PDF(Pubmed)
Abstract:
Epidermolysis bullosa acquisita (EBA) is a muco-cutaneous autoimmune disease characterized and caused by autoantibodies targeting type VII collagen (COL7). The treatment of EBA is notoriously difficult, with a median time to remission of 9 months. In preclinical EBA models, we previously discovered that depletion of regulatory T cells (Treg) enhances autoantibody-induced, neutrophil-mediated inflammation and blistering. Increased EBA severity in Treg-depleted mice was accompanied by an increased cutaneous expression of interferon gamma (IFN-γ).
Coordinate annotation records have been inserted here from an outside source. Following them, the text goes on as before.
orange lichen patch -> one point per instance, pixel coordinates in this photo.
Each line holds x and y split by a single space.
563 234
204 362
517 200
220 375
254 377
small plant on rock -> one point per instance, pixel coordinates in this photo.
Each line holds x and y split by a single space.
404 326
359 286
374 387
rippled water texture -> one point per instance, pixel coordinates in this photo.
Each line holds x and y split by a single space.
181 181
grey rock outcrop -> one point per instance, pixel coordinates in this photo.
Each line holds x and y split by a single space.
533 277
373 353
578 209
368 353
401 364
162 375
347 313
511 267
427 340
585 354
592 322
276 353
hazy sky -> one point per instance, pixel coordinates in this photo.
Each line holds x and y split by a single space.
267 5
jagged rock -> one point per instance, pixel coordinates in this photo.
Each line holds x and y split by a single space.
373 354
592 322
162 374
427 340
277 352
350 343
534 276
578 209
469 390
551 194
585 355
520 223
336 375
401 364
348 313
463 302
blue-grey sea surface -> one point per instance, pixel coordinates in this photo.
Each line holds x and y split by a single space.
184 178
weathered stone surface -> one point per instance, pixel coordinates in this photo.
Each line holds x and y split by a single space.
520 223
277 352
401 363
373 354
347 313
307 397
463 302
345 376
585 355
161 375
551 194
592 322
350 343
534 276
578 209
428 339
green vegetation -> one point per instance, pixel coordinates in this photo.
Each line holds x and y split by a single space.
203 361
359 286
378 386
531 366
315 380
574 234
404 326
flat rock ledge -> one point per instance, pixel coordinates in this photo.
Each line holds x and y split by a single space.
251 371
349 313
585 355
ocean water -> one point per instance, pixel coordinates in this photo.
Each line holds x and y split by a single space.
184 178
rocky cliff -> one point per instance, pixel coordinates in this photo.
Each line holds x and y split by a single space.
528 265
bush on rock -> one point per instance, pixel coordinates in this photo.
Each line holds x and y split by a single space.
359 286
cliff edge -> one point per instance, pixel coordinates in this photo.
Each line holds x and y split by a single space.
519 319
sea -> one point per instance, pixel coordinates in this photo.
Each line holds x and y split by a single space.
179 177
The functional relevance of IFN-γ in EBA pathogenesis had been unknown. Given that emapalumab, an anti-IFN-γ antibody, is approved for primary hemophagocytic lymphohistiocytosis patients, we sought to assess the therapeutic potential of IFN-γ inhibition in EBA. Specifically, we evaluated if IFN-γ inhibition has modulatory effects on skin inflammation in a pre-clinical EBA model, based on the transfer of COL7 antibodies into mice. Compared to isotype control antibody, anti-IFN-γ treatment significantly reduced clinical disease manifestation in experimental EBA. Clinical improvement was associated with a reduced dermal infiltrate, especially Ly6G+ neutrophils. On the molecular level, we noted few changes. Apart from reduced CXCL1 serum concentrations, which has been demonstrated to promote skin inflammation in EBA, the expression of cytokines was unaltered in the serum and skin following IFN-γ blockade. This validates IFN-γ as a potential therapeutic target in EBA, and possibly other diseases with a similar pathogenesis, such as bullous pemphigoid and mucous membrane pemphigoid.
摘要:
大疱性表皮松解症(EBA)是一种粘膜皮肤自身免疫性疾病,其特征是由靶向VII型胶原蛋白(COL7)的自身抗体引起。EBA的治疗是出了名的困难,中位缓解时间为9个月。在临床前EBA模型中,我们之前发现,调节性T细胞(Treg)的消耗增强了自身抗体诱导的,中性粒细胞介导的炎症和起泡。Treg耗竭小鼠中EBA严重程度的增加伴随着干扰素γ(IFN-γ)皮肤表达的增加。IFN-γ在EBA发病机制中的功能相关性尚不清楚。鉴于emapalumab,抗IFN-γ抗体,被批准用于原发性噬血细胞性淋巴组织细胞增生症患者,我们试图评估EBA中IFN-γ抑制的治疗潜力。具体来说,我们评估了IFN-γ抑制是否对临床前EBA模型中的皮肤炎症有调节作用,基于COL7抗体转移到小鼠体内。与同种型对照抗体相比,抗IFN-γ治疗可显着降低实验性EBA的临床疾病表现。临床改善与皮肤浸润减少有关,尤其是Ly6G+中性粒细胞.在分子水平上,我们注意到几乎没有变化。除了降低CXCL1血清浓度外,已被证明可以促进EBA的皮肤炎症,IFN-γ阻断后,血清和皮肤中细胞因子的表达没有改变。这证实了IFN-γ作为EBA的潜在治疗靶点,可能还有其他发病机制相似的疾病,如大疱性类天疱疮和粘膜类天疱疮。